Another major problem I found was that the horizontal position of the image tends to shift slightly left when the the page is exported or printed (see examples above). The is extremely frustrating, when you’ve taken great care to put your annotations in specific locations and I could not find a way to fix it. Unlike a lot of other Office products, the image and overlaid annotations can’t be grouped in OneNote. I have found two workarounds for this problem after the report is converted to a PDF:
- Luckily, the annotations remain in the same position to one another. If the image isn’t split by a page break, I was able to use Adobe Acrobat Pro DC to edit the PDF and just slide the underlying image back into place under the annotations.

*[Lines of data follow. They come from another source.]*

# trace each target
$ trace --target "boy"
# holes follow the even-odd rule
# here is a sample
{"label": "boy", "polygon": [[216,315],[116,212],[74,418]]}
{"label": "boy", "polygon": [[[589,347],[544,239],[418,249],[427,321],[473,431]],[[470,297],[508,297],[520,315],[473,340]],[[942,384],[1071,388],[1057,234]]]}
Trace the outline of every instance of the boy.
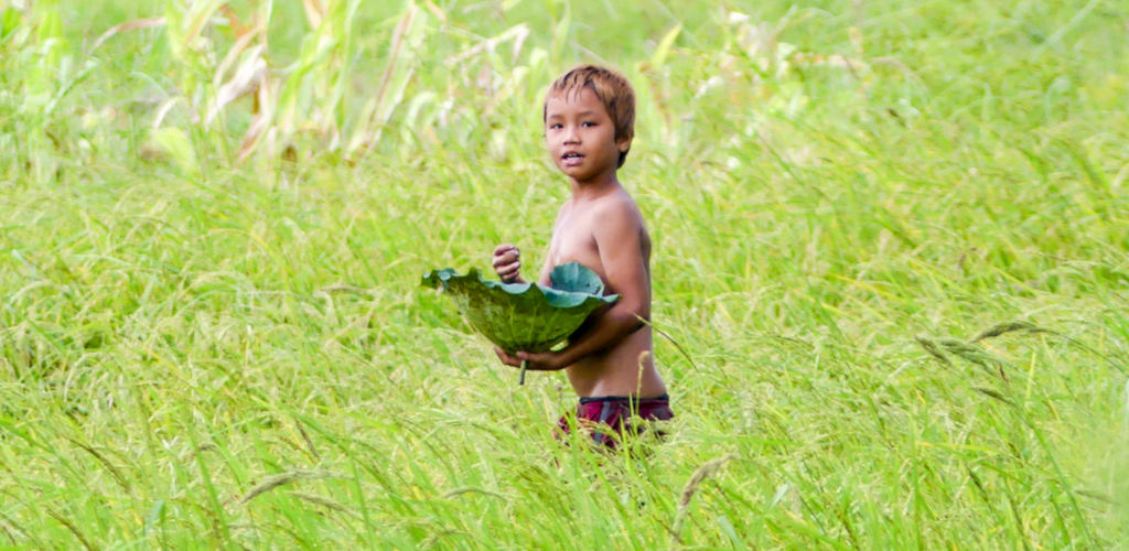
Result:
{"label": "boy", "polygon": [[[519,367],[524,360],[530,370],[564,369],[580,396],[579,425],[605,425],[592,438],[615,447],[616,436],[642,430],[631,426],[633,414],[647,421],[674,417],[645,323],[650,320],[650,237],[634,200],[615,177],[634,137],[634,93],[616,72],[577,67],[549,87],[542,120],[545,146],[568,177],[571,199],[557,216],[537,281],[548,286],[553,266],[576,261],[596,272],[606,292],[620,299],[588,317],[561,350],[514,356],[495,351],[508,366]],[[502,281],[524,282],[520,266],[516,246],[495,250],[493,269]],[[559,426],[568,431],[567,417]]]}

- If the image was split by page breaks, I found it quicker to use the Snipping Tool in Windows to copy the image and annotations out of OneNote in the correct orientation and save them as a single JPG. I would then delete the fragmented image and annotations out of the PDF report with Acrobat Pro and replace them with the snipped image.
Obviously, these workarounds come with the additional cost of an Adobe (or other PDF editor) license.
In light of these issues, how will my approach to loan documentation change in the future? Some key aspects will remain the same. For example, the Surface Book 2 performs very well for writing the report and creating accurate image annotations. I also think the overall design of the form was good.
A major change will be to annotate images in a separate application and save them as a derivative image file. This will take some additional time to set up on the front end, but will create fewer issues further down the pipe. I have created a draft template in Adobe Photoshop, which contains my photo documentation of the item and a standard annotation key in separate layers. The automation tools within Photoshop could be used to create batches of these annotation-ready images for large numbers of loan items at once.
For future loans, I will also retire Microsoft OneNote from the workflow. It is important that we be able to easily convert our documentation to PDF and print a hard copy for preservation purposes. OneNote’s export problems, particularly for annotated images, require a lot of time and effort to correct on the back end. The useful features, like check boxes and timestamps, are not an equal trade off. What software will replace it? I don’t know for certain yet, but it will definitely be a word processing application where content stays in position during printing and export! Microsoft Word will probably be fine, but we could also probably use Google Docs. I think the composing application matters less with the annotations saved in a single image file.